The United States obviously has been a strong supporter of the Palestinian Authority. We’re the largest humanitarian donor and continue to help to try to foster economic development and opportunity and prosperity for people, particularly young people like those that I met.
So, Mr. President, welcome. I look forward to a productive discussion, and continue to hope that you and Prime Minister Netanyahu, but, more importantly, the people of the Palestinian Territories and Israel are ready to move forward in a new spirit of cooperation and compromise.
Thank you very much.
PRESIDENT ABBAS: (As interpreted.) Thank you very much, Mr. President, and thank you for allowing us this opportunity, which we consider to be historic, for us to come here to the White House so that the efforts that you and Mr. Kerry expend -- these are great efforts -- would be successful so that we can also reach a lasting peace to the Arab-Israeli conflict.

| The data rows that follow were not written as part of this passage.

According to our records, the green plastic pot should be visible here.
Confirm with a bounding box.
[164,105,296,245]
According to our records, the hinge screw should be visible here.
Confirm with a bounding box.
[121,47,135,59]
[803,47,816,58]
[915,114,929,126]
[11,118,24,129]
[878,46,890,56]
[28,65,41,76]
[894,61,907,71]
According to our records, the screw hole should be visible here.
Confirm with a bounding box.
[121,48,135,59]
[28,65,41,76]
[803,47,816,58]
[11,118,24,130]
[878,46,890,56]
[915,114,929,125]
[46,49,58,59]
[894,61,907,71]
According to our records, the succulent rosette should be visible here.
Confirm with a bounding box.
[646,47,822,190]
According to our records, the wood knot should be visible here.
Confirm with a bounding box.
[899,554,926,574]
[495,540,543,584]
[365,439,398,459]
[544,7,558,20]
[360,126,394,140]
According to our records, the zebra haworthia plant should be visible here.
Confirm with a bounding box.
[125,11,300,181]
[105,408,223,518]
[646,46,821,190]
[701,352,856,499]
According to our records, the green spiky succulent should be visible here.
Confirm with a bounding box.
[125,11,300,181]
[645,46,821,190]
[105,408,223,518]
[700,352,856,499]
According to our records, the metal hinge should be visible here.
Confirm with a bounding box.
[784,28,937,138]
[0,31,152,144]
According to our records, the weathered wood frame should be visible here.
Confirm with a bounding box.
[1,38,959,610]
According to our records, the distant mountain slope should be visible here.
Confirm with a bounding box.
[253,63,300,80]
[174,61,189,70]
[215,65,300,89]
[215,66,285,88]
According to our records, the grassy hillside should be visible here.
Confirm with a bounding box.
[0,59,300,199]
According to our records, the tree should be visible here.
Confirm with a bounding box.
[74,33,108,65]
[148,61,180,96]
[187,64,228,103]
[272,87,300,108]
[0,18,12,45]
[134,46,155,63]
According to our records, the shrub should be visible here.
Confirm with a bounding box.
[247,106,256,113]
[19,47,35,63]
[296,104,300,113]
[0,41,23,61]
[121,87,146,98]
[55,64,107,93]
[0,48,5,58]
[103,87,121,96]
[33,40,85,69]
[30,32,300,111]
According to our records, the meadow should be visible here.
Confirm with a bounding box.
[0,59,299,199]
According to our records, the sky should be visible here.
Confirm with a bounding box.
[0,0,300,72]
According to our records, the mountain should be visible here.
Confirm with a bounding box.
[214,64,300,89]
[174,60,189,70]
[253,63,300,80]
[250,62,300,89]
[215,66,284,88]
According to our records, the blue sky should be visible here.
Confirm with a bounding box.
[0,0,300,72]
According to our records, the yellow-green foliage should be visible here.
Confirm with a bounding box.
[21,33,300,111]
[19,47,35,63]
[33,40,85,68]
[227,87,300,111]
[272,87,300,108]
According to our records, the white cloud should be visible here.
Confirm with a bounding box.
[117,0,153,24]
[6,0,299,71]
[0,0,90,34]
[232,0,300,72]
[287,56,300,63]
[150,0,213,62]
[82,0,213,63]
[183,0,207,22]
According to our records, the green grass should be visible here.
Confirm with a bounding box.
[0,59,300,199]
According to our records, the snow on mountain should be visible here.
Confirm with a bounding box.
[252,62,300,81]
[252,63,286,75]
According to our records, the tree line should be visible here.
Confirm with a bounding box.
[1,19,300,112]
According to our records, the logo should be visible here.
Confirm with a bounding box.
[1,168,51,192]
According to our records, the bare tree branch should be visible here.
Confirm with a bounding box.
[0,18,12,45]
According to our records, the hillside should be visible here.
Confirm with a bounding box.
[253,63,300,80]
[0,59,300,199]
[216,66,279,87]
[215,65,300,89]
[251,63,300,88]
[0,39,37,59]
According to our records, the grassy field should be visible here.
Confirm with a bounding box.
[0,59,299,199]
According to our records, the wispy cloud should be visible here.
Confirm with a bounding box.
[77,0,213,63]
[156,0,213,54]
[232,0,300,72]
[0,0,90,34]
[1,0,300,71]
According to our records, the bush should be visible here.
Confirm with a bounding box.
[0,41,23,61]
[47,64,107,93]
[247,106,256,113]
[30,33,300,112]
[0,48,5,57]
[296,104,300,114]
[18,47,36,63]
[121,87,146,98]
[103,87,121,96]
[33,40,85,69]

And I would like to also seize this opportunity to thank you, Mr. President, for the economic and political support that the U.S. is extending to the Palestinian state so that it can stand on its own feet.
I would also like to affirm what you have said, that we are working for a solution that is based on international legitimacy and also the borders -- the 1967 borders so that the Palestinians can have their own independent state with East Jerusalem as its capital and so that we can find a fair and lasting solution to the refugee problem.
We don’t have any time to waste. Time is not on our side, especially given the very difficult situation that the Middle East is experiencing and the entire region is facing. We hope that we would be able to seize this opportunity to achieve a lasting peace.
Since 1988 and into 1993, we have been extending our hands to our Israeli neighbors so that we can reach a fair and lasting peace to this problem. Since 1988, we have recognized international legitimacy resolutions and this was a very courageous step on the part of the Palestinian leadership. And in 1993, we recognized the state of Israel.
Mr. President, we have an agreement with Israel, that was brokered by Mr. Kerry concerning the release of the fourth batch of prisoners and we are hopeful that the fourth batch will be released by the 29th of March because this will give a very solid impression about the seriousness of these efforts to achieve peace.
Mr. President, I’m aware that you have several international concerns in various places around the world and we know that you are dedicating your time and effort for peace, and so are the teams that are working on this. We count on these efforts and we will build on them because we consider this to be a historic opportunity to achieve peace.